I have to say, I liked the beginning: instead of the standard “starting with a bang,” as authors are advised, it opens in the most mundane way possible: with the protagonist, Prof. Reid Lawson, giving a lecture on history to a class of sleepy students.
It proceeds calmly enough, with Prof. Lawson then heading home to his two daughters for game night. Only after that does the plot kick into gear, when the professor is kidnapped by a couple of thugs, demanding to know who he is.
I like this style. I appreciate getting to know characters, seeing them at ease, before we dive right into the action. So, credit to the author for starting off this way.
This is a thriller, though, so there’s plenty of action. It soon becomes clear that Lawson has been implanted with an experimental memory-altering chip. Once it is removed, memories of his past as an uber-lethal CIA field operative begin to come back to him, along with glimpses and hints of a massive conspiracy he had been on the brink of unraveling before his mind was wiped.
This sets up a globe-trotting and violent adventure, as Lawson is forced to try to uncover his own identity as well as the massive terror ring he’d been about to foil.
None of this is super-original, and I can think of a number of instances where all the tropes in this book have been used before. But, you know what? It didn’t detract from my enjoyment of the story. Like George Lucas once said, “They’re clichés because they work!”
The basic concept that Lawson, despite seemingly being a mild-mannered college professor, is actually a trained professional killer, reminded me of something Kingsley Amis said in the James Bond Dossier I reviewed the other week. He said that part of the appeal of Bond was the idea that he looked like an everyman; that beneath the unremarkable features of any average accountant or shop clerk there lurks a Heinleinian “Competent Man.”
Granted, the book isn’t perfect. I know it’s said to add realism, but I really don’t think it’s plausible that anyone, even a trained special operative, will be able to instantly tell the exact model of weapon every single one of his enemies is wielding at a glance. Obviously, a working knowledge of weapons is a requirement for the job, but this seemed a little extreme.
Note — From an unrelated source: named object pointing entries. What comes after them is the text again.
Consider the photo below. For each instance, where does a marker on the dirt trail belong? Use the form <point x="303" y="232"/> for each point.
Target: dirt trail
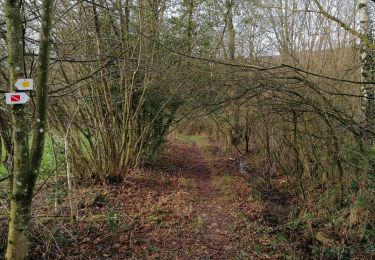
<point x="211" y="206"/>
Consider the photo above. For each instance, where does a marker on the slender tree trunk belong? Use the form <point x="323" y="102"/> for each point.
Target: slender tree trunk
<point x="367" y="73"/>
<point x="26" y="163"/>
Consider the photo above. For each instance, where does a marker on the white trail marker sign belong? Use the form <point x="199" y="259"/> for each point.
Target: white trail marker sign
<point x="16" y="98"/>
<point x="24" y="84"/>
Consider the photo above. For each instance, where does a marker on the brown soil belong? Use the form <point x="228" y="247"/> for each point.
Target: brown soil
<point x="191" y="205"/>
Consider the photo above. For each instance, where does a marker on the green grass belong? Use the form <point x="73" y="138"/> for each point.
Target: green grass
<point x="48" y="160"/>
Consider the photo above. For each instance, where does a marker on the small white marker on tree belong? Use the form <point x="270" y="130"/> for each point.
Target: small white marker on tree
<point x="16" y="98"/>
<point x="24" y="84"/>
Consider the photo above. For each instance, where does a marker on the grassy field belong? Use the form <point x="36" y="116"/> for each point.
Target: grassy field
<point x="48" y="161"/>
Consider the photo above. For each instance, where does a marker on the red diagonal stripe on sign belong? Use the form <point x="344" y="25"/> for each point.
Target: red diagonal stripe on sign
<point x="15" y="98"/>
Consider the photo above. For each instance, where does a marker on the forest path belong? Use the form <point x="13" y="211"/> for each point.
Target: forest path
<point x="211" y="206"/>
<point x="192" y="204"/>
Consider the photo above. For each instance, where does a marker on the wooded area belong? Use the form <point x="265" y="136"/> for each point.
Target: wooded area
<point x="154" y="121"/>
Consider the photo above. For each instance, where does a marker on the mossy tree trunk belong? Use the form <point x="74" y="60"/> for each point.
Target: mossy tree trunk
<point x="26" y="162"/>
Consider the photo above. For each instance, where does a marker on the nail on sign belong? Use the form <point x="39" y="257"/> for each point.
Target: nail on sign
<point x="16" y="98"/>
<point x="25" y="84"/>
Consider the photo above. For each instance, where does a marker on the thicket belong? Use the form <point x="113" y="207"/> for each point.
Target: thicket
<point x="277" y="81"/>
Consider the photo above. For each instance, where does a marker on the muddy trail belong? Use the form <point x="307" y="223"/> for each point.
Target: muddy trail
<point x="211" y="207"/>
<point x="192" y="204"/>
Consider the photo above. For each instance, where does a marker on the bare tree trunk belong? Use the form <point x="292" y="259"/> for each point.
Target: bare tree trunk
<point x="367" y="72"/>
<point x="26" y="162"/>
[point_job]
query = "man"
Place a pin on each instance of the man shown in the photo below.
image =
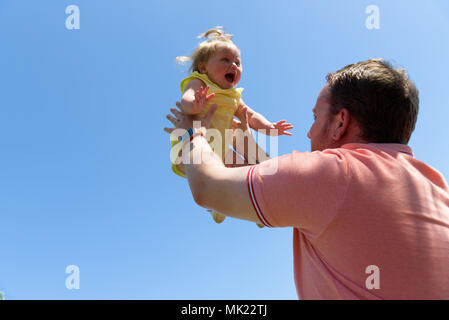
(369, 220)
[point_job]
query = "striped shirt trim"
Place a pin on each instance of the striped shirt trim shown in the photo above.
(252, 195)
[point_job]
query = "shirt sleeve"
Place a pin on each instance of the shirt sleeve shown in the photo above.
(301, 189)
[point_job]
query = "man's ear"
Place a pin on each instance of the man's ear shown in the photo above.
(342, 122)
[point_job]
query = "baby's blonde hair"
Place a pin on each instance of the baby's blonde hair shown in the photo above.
(215, 37)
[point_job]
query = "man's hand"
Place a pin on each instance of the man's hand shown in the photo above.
(184, 121)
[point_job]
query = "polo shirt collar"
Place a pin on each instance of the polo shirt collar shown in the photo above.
(392, 147)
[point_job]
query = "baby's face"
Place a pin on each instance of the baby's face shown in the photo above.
(224, 68)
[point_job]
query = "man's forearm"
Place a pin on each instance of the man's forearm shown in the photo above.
(199, 163)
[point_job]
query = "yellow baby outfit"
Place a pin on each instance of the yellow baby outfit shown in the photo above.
(227, 101)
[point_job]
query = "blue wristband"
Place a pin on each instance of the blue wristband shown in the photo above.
(186, 136)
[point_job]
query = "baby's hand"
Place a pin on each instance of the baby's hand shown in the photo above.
(281, 128)
(202, 99)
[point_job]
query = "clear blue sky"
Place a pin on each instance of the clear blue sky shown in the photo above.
(85, 176)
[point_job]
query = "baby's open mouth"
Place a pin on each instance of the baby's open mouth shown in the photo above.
(230, 77)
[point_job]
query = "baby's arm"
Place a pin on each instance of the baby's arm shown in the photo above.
(257, 121)
(195, 98)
Reid took up the AK. How many rounds were fired? Five? Six. It was a thirty two-round magazine. If the clip was full, he still had twenty-six rounds.
Wait just a damn minute.
I’m sorry to do this to you. I really am. If this book weren’t so intent on giving us the details about what weapons everyone is carrying at all times, I would probably just let it go. But seriously, if you’re going to write about weapons with great specificity, watch this video first.
Now, why am I so hung up on this, you ask? Well, the fact is that I used to use the terms interchangeably too, until one day someone explained the difference to me, and pointed out that ten seconds of searching the internet would have saved me from such a sloppy error.
“But ‘magazine’ is such a mouthful,” you object. “No one is gonna say, ‘where’s my magazine’ in the heat of battle!”
True enough. In that case, use the abbreviation “mag.”
IRL, it probably will never matter for most people. But, if you’re going to write a thriller that leans heavily on talking about the details of weapons, you should probably go ahead and look up the relevant terminology.
Incidentally, this provides me a great chance to rebut another of Amis’s points about description. Once you start down the path of describing everything in great detail, you are under more and more pressure to get things right. And if you get something wrong, then irritating pedants like me will start whining about it in our reviews.
Whereas, if you leave things vague, there’s more leeway for things like this. You could just say, “he put a clip in the rifle.” Some rifles do use clips. Admittedly not many, and especially not many made in the last 50 years or so. But still.
I’m not actually saying that everything can be left vague. But when you describe something in detail, make sure you know what you’re talking about, or you will defeat your purpose.
Still, these petty complaints aside, this is an enjoyable thriller. I recommend it, clips and all.